しかし、この状況は問題を解決するというよりかは、
「アリス!!! 」
ガビルが叫び出した。
「貴様! 俺のアリスを横取りするなど、許されると思っているのか? 」
「あら! やだ! 横取りも何も、最初から興味は有りませんの。私が好きなのは、この・・・ 」
アリスの口を塞ぐ。アリスがモゴモゴしているが、今ここで元魔王と言うことがバレると面倒になる。

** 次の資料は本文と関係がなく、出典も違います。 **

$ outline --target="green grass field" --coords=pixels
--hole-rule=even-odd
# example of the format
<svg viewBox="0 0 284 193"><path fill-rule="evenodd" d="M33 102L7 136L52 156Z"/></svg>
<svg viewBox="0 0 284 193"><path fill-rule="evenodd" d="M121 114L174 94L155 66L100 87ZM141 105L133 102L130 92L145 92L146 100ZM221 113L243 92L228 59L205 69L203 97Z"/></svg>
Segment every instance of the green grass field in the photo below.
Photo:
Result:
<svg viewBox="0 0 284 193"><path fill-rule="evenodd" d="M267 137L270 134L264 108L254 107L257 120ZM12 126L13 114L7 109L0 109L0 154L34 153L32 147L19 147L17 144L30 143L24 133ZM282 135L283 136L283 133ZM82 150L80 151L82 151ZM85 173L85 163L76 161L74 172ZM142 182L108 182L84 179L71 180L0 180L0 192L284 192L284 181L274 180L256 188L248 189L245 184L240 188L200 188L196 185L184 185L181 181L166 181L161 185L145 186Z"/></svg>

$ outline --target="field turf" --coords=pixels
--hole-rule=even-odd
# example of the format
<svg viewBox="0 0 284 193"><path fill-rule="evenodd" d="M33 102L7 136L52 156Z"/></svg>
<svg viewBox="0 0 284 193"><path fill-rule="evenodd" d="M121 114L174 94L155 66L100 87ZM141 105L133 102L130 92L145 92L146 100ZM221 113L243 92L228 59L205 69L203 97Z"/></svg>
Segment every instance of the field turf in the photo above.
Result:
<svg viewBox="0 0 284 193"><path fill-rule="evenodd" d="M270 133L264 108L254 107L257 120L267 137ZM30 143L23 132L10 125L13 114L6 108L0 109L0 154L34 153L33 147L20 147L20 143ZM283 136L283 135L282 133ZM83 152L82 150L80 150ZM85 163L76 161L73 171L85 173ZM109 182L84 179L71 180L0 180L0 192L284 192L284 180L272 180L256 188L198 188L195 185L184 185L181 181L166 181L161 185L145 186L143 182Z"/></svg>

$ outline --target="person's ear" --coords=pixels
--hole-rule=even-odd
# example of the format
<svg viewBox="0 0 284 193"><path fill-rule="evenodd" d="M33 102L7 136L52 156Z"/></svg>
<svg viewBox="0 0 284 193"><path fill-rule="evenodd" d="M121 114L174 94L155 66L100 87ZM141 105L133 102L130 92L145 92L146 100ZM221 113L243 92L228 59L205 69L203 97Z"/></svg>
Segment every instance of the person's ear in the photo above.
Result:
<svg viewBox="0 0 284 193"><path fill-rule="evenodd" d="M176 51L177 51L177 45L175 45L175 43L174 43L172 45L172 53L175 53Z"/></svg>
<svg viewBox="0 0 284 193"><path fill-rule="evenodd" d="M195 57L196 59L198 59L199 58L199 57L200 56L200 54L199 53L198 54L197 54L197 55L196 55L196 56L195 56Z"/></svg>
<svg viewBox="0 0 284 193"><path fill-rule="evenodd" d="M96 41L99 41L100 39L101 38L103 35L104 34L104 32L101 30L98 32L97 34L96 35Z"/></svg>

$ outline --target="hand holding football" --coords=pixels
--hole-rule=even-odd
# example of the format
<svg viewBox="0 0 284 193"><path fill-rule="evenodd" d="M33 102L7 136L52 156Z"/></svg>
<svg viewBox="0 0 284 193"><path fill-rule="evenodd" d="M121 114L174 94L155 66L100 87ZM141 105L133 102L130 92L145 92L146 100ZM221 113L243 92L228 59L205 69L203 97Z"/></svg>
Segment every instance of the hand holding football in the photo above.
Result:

「と言うことなので、嵐の雨の中来て頂いたのに大変申し上げにくいのですが、お引き取り願えませんでしょうか? 」
「何だと! 」
ガビルが、拳を振り上げる。
「アリス。お前からも何か言ってやれ! 」
「ガビル、残念だが無理なのです。判ってくれますね。私の幸せの為に・・・ 」
その言葉を聞いたガビルが、振り上げた拳を降ろし一瞬ショボンとしたが、すぐ立ち直り、
「今日は、雨にも関わらず来たのが悪かったようだ。また出直すとしたい所だが、それも難しい。取り敢えず、そこの人間の小娘を人質として預かる。ダリに来い。そうすれば、解放してやる」
「いやいや、ダリに行く予定だし。人質を取らなくてもなぁ? 」
「そうですね。今となっては、最短経路で進んでも、もう、問題は起きてますし。それより、人質を取ろうとする辺り、隊長がやることとは思えません 」
アリスが、ガビルを軽蔑した目で見る。
「確かに、酷いなぁ? あれで良く部下が付いて来るものだ」
そのやり取りを聞いていたガビルが焦って、
「人質の件は、冗談に決まっているではないか? 俺様はマリエル軍の・・・ 」
「判ったから。じゃ、お引き取りを」
すると、場の空気を察したのか、
「では、ダリで待っている。あと、人の話は最後まで聞くように! 」
な! 貴様にだけは、言われたくない。
それだけ言うと、今度は逃げるように嵐の中を飛竜に股がり、帰って行った。やはり、空から旅をしたいものだと、再度思いを馳せるが、現実はロバだ。取り敢えず、何だったのか判らないが、出発は明日にするとして・・・・
「では、出発は明日。取り敢えずはダリを目指すと言うことで良いな! 」
ところが、アリスが何を思ったのか、
「サンドで良いのではないでしょうか? 確実にダリを目指せば問題が起きますし! 」
言っている意味は良く判る。ガビルはダリで待っていると言ってはいたが、そこはアリスに何とかしてもらおう。
「確かに、問題は起きるだろうが、大した事には成らないだろう! エルサはどう思う? 」
「どちらでも良いです。それより下僕だったり人質といい、人を何だと思っているですかね? 」
二人が目を合わせ、
「貧乳! 」
アリスと魔王が呼応する。
それを聞いたエルサは、
「みんな、死ねー! 」
と叫び、食堂から出ていってしまった。